It is heartening to note that the present regime in our State has taken up the task of getting on with the completion and enlargement of the city’s Metro rail network in right earnest. This contrast with the complete lack of interest it displayed towards the project for unknown reasons five years ago. The present sense of urgency augurs well and may mean that we will have an operational system sooner than we think. At the same time, the project is likely to run into some rough weather, chiefly because the principal stakeholders, namely the Centre and State, are having some differences of opinion on accountability and consequent cost apportionment.
A few years ago, the very likelihood of the powers-that-be inaugurating the first section of our Metro rail appeared remote. The tracks and rolling stock had been tested and waited for months on end before the flagging off actually took place amidst much fanfare. It was then said that the party in power was not so keen on seeing the project come to fruition chiefly because the idea of a Metro service for Chennai was that of a political rival that had previously been in office. Now, however, sentiments appear to have done an about turn. The ongoing Assembly session witnessed heated exchanges between the two principal parties, each one claiming credit for the Metro rail. While we applaud this eagerness, we would like to sound a word of caution – the currently operational section is a mere fraction of what has been planned and the eventual success or failure of the Metro service depends on effective and speedy execution of the remaining portions. It would be wise to recall here that the much older MRTS is still a relatively poor performer, chiefly because of great delays in its execution leading to cost escalations and also because of very poor last mile connectivity’.
It would also appear that the State Government is having some concerns regarding the liability it faces on account of the Metro rail. It has demanded that the Memorandum of Understanding on the Metro rail signed in 2011 between the State and the Centre needs a relook on certain clauses. The first of these concerns land acquisition. This is present to be borne entirely by the State. In addition, acquiring of any land owned by the State for the Metro is to be free of cost while if any space belonging to the Centre is to be taken over, compensation at market rates has to be paid. This the State Government feels will skew its debt. Likewise, all escalation in cost of executions and the burden of any exchange rate fluctuations are to be borne by the State Government. Cash losses in operations are also to be the State’s burden.
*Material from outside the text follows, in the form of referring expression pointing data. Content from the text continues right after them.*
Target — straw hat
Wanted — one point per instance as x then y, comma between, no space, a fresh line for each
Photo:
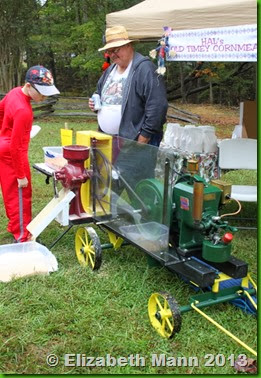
116,36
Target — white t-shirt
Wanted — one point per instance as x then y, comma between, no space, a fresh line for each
109,116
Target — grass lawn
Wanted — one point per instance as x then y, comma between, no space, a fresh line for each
96,314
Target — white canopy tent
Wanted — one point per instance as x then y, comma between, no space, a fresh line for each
145,21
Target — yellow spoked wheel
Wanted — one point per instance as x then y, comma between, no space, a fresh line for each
164,314
88,248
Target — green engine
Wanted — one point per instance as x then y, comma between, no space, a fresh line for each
196,224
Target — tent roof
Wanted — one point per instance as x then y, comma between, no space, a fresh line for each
147,19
On the other hand, as and when Chennai Metrorail makes a profit, the Centre will be entitled to a dividend. Moreover, the railways have retained surface rights on all land they have leased to Metro Rail for underground work. The lease, which is for 35 years, is at market value. The State has questioned the logic behind this, arguing that if surface rights were retained, the lease ought to be at nominal rates.
It must be pointed out here that the MOU was signed between the Centre and the State in 2010, when the present regime’s rival was in power. While the present demand for revision of the MOU may be to settle political scores, it cannot be denied that the points set forth are logical. The Centre is yet to respond. An impasse over this could lead to delay in completion of the Metro. Are we to wait forever for a reliable and well planned public transport system?